We stumbled on for years, tangled in the weeds, waiting for one of us to fall.
As we stumbled I would occasionally prop my spouse against a tree to rest. To rehab he went basically out of my forcing him to go. Twice in our time together we separated so he could sober up. The first time, I probably knew deep down that I would try to work it out with him. He was my husband; I said until death do we part. I meant it. After nearly a year, occasional visits to the center, I went through a few therapy sessions, and I thought we were ready to get on with our great sober life together. It was still not time…so a year and a half later it was like I hit a repeat button and we were pausing again so that he could go back to rehab. This time I did not want to work it out, but fate had other ideas and through a series of events, we ended up trying again, this time without being surrounded by naysayers. So, I tried and I failed. Again.
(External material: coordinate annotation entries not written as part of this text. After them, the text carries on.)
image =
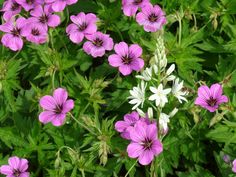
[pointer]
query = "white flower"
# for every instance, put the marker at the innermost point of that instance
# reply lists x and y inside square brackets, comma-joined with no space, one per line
[176,90]
[164,119]
[159,95]
[147,73]
[137,95]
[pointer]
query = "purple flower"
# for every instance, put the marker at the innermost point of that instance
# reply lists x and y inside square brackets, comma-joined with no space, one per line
[10,8]
[29,4]
[97,44]
[82,25]
[44,16]
[127,58]
[13,37]
[59,5]
[129,121]
[234,166]
[211,98]
[55,107]
[130,7]
[17,167]
[35,33]
[151,17]
[144,143]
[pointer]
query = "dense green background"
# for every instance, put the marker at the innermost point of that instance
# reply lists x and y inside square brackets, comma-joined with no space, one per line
[200,37]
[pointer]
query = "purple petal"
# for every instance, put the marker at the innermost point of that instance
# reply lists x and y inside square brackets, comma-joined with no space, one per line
[146,157]
[125,70]
[14,162]
[46,116]
[121,49]
[69,2]
[88,47]
[68,106]
[216,91]
[222,99]
[151,132]
[135,50]
[76,37]
[59,120]
[37,11]
[60,95]
[48,102]
[130,10]
[121,126]
[204,92]
[134,150]
[157,147]
[115,60]
[59,6]
[54,20]
[7,27]
[71,28]
[23,165]
[137,64]
[25,174]
[6,170]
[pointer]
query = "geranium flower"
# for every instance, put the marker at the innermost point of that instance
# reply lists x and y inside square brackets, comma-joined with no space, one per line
[210,98]
[144,143]
[59,5]
[44,16]
[97,44]
[151,17]
[83,24]
[55,107]
[10,8]
[159,95]
[127,58]
[234,166]
[138,95]
[130,7]
[35,33]
[17,167]
[13,37]
[29,4]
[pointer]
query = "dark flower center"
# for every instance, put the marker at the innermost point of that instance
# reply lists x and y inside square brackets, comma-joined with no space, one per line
[147,144]
[15,31]
[152,17]
[98,42]
[14,6]
[35,32]
[83,26]
[43,19]
[211,101]
[137,2]
[127,59]
[16,172]
[58,109]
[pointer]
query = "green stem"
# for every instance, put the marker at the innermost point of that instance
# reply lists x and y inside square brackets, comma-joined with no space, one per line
[131,168]
[82,125]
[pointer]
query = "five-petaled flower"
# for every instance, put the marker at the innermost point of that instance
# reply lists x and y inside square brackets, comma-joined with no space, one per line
[144,143]
[151,17]
[55,107]
[13,37]
[210,98]
[98,43]
[159,95]
[83,24]
[127,58]
[17,167]
[130,7]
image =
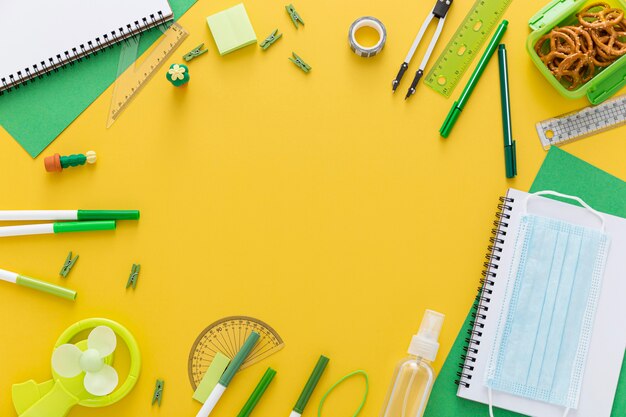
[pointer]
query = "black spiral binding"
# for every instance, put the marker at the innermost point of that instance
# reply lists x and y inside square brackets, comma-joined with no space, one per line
[480,308]
[92,47]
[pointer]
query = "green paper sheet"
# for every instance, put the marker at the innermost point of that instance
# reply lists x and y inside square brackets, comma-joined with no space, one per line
[37,113]
[566,174]
[231,29]
[211,377]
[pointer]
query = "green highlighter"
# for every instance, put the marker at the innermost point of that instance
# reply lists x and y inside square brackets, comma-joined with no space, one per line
[258,392]
[458,106]
[228,375]
[36,284]
[319,369]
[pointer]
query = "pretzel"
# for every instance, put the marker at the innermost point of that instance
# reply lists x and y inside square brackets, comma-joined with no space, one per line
[575,54]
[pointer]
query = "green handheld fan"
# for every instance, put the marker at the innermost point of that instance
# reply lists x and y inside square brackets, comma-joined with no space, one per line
[83,373]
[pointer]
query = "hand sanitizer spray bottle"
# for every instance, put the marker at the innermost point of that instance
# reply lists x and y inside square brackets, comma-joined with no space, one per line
[414,376]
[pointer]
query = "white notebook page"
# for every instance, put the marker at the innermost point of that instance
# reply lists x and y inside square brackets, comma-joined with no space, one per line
[606,351]
[36,30]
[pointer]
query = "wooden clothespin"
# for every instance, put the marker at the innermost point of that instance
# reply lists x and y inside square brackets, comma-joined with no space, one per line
[293,14]
[158,392]
[197,51]
[300,63]
[273,37]
[134,276]
[67,265]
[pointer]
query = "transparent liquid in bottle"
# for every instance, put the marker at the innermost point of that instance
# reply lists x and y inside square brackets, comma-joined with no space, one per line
[410,389]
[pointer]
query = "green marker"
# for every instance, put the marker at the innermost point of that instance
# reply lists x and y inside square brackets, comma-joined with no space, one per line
[36,284]
[58,215]
[458,106]
[53,228]
[298,409]
[257,393]
[228,375]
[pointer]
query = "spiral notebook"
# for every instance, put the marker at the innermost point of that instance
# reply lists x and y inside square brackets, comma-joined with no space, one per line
[608,340]
[41,36]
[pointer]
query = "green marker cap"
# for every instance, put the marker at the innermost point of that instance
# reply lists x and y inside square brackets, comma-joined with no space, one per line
[257,393]
[319,369]
[67,227]
[451,118]
[241,356]
[108,215]
[46,287]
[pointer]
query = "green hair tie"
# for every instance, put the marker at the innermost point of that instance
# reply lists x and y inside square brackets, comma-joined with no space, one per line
[331,389]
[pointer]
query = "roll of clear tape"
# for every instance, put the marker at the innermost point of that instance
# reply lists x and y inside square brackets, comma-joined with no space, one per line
[367,21]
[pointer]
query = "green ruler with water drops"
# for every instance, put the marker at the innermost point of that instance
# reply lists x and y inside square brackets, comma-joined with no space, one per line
[465,45]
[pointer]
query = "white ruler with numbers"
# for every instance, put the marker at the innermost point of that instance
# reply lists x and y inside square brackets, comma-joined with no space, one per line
[582,123]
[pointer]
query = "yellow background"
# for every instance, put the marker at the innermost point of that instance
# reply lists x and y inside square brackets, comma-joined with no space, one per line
[320,203]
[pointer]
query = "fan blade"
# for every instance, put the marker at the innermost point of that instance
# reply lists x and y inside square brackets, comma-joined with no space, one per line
[66,360]
[102,339]
[102,382]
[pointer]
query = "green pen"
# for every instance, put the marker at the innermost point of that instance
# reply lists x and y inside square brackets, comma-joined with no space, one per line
[36,284]
[458,106]
[298,409]
[58,227]
[510,163]
[228,375]
[257,393]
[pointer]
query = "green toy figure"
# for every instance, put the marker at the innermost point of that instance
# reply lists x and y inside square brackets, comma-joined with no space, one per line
[178,75]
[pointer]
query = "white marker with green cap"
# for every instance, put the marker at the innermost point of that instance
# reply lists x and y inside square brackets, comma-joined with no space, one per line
[228,375]
[56,215]
[59,227]
[36,284]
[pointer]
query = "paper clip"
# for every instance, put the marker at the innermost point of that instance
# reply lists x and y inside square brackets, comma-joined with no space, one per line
[293,14]
[197,51]
[158,392]
[300,63]
[67,265]
[134,275]
[273,37]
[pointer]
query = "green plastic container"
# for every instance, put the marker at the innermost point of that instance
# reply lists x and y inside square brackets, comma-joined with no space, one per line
[562,13]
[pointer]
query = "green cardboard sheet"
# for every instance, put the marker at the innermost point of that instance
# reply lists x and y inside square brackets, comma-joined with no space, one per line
[567,174]
[37,113]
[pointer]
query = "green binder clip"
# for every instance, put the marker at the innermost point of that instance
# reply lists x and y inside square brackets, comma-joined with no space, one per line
[273,37]
[158,392]
[67,265]
[134,275]
[197,51]
[300,63]
[293,14]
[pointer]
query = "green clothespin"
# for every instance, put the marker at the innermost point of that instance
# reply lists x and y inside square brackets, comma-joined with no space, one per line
[197,51]
[274,36]
[158,392]
[295,17]
[300,63]
[67,265]
[134,275]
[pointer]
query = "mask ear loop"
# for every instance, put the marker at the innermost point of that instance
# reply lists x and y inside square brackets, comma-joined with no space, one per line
[331,389]
[570,197]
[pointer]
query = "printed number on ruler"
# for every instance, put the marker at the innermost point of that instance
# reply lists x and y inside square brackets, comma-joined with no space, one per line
[465,45]
[582,123]
[131,79]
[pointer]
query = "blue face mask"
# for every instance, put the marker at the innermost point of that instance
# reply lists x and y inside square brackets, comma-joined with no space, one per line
[543,339]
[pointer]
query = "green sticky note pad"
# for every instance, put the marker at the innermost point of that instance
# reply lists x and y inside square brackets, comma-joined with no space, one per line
[231,29]
[211,377]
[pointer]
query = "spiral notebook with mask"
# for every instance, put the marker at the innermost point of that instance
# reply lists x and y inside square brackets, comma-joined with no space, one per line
[549,333]
[43,36]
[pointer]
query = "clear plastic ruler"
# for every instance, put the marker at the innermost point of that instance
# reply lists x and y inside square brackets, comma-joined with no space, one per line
[131,78]
[582,123]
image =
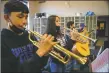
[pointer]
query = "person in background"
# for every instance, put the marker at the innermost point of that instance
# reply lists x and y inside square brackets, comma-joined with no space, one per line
[18,54]
[53,28]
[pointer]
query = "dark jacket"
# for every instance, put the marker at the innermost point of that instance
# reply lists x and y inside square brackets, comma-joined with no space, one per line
[18,53]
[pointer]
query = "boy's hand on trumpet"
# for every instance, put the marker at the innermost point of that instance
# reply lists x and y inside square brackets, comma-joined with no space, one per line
[74,35]
[45,45]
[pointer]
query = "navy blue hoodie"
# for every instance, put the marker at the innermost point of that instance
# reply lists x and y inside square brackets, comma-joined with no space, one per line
[18,54]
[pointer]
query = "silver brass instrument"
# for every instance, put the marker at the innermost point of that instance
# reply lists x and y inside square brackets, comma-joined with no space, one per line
[94,40]
[58,47]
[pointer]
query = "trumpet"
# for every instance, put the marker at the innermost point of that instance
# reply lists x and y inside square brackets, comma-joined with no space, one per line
[94,40]
[67,53]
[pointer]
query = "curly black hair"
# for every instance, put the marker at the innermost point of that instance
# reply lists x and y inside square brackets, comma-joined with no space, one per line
[15,6]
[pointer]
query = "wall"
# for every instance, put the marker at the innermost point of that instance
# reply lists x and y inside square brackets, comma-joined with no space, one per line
[69,8]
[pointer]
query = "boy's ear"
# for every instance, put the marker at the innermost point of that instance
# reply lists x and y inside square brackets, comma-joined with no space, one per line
[6,17]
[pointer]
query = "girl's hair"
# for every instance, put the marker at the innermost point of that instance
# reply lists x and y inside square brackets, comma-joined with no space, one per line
[15,6]
[51,26]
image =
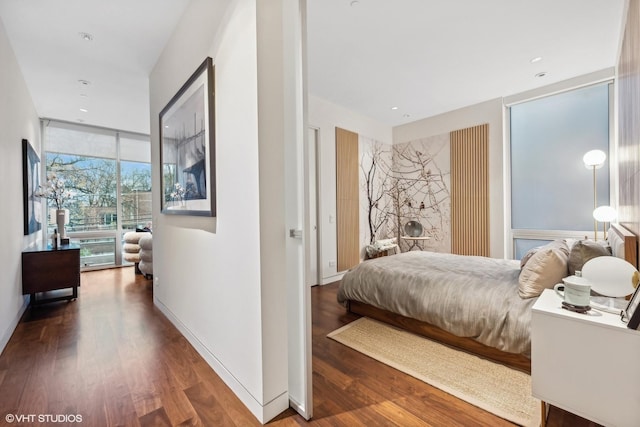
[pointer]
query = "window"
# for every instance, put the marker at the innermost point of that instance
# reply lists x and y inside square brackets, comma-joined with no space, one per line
[551,189]
[109,173]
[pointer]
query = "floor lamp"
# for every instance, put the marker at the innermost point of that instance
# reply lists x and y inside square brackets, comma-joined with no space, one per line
[594,159]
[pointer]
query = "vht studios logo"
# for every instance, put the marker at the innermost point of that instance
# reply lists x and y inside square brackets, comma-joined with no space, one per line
[43,418]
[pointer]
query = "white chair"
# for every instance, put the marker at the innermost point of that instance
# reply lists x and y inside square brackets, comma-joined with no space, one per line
[131,248]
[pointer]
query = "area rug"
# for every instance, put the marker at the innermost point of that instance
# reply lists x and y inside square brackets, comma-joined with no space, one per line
[495,388]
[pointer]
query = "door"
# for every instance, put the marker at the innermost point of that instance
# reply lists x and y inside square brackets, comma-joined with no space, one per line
[311,178]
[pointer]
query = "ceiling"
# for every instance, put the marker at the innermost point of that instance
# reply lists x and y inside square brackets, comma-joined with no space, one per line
[128,37]
[424,57]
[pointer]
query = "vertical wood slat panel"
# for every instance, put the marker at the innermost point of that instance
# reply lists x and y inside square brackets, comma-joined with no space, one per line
[470,191]
[347,199]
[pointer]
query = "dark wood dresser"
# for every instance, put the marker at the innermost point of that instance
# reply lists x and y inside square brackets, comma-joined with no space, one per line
[45,269]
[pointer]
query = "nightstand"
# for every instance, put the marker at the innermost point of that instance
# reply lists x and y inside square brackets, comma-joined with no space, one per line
[587,364]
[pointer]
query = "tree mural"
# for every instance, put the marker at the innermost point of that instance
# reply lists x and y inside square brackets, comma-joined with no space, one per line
[422,189]
[407,182]
[376,170]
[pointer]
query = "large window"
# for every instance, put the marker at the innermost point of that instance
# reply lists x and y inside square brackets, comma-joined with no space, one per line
[109,174]
[551,189]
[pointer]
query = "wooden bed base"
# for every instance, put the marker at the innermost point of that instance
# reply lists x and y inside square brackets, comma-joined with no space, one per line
[425,329]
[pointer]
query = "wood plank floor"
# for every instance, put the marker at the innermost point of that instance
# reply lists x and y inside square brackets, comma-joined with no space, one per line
[114,359]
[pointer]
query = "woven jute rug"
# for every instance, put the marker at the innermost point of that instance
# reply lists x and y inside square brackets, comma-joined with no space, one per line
[495,388]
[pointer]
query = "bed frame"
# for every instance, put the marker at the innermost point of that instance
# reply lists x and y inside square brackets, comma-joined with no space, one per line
[425,329]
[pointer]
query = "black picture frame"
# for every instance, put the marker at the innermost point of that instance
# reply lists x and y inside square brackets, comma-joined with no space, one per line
[632,312]
[187,147]
[32,205]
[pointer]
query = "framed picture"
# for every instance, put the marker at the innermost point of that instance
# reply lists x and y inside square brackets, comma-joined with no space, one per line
[632,312]
[30,183]
[187,147]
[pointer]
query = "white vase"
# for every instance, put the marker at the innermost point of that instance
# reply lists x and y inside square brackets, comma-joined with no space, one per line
[61,216]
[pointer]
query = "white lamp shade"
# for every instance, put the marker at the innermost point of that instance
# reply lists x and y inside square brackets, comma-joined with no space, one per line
[604,214]
[594,158]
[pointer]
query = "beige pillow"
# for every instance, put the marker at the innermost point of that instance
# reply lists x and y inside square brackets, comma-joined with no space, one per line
[544,269]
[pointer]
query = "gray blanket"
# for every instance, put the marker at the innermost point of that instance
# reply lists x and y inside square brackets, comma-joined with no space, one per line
[468,296]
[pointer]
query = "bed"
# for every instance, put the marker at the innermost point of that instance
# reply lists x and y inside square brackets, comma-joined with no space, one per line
[467,302]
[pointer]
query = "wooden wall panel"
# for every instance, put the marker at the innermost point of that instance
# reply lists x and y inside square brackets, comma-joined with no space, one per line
[347,199]
[629,122]
[470,191]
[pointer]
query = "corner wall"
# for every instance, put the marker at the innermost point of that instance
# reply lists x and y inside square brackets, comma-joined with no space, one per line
[18,120]
[211,277]
[326,116]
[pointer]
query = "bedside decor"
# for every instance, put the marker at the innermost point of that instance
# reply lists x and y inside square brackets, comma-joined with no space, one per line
[187,147]
[56,191]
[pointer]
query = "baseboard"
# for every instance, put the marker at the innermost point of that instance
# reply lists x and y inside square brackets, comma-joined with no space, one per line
[6,334]
[263,413]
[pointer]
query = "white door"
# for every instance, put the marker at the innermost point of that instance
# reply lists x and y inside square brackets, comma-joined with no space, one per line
[298,293]
[311,208]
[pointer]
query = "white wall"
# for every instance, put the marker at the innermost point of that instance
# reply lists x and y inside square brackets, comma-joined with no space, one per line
[490,112]
[326,116]
[211,277]
[18,120]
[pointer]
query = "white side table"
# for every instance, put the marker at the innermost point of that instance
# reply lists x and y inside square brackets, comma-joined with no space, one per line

I should have waited, like June. Waited to see if it was possible for my husband to sink or swim, but I felt yoked with the desire to be a supportive wife. I felt like if I didn’t do this my life was a miserable failure, but it wasn’t. My life has barely begun. I am only 30 years old and according to one of my best friends I have lived enough to fill several volumes. I have seen fabulous, wonderful days and days that should never be repeated by anyone, not even the devil himself deserves some of those days. I have met incredible people all along the journey. I have met kings and thieves and murderers and politicians, each of them having a story, each of them just trying to live for the love.
It was in New York that I found myself. I was sitting there waiting by the hillside. I found that as a human I am going to fail. I am not perfect. I cannot be that it is Jesus who is perfect. All I am able to do is try my best. I guess what I am trying to say is that no matter where you come from or what trials you have seen you will make it. If your family loves you and supports your every decision that is wonderful and amazing, but if not stand up straight, shoulders back, put a smile on your face and realize that you are enough. If your marriage fails, it’s okay because you are enough. If your lost in a storm, its okay because one day the clouds will part and you will feel the sun on your face.
Someday I hope to feel like June and Johnny did at the end of the movie. Like I finally have my made it through the storm. Like I can be happy and content, with all the people that I hold dear. I just hope that is sooner than later, but I guess we will see what God has in store.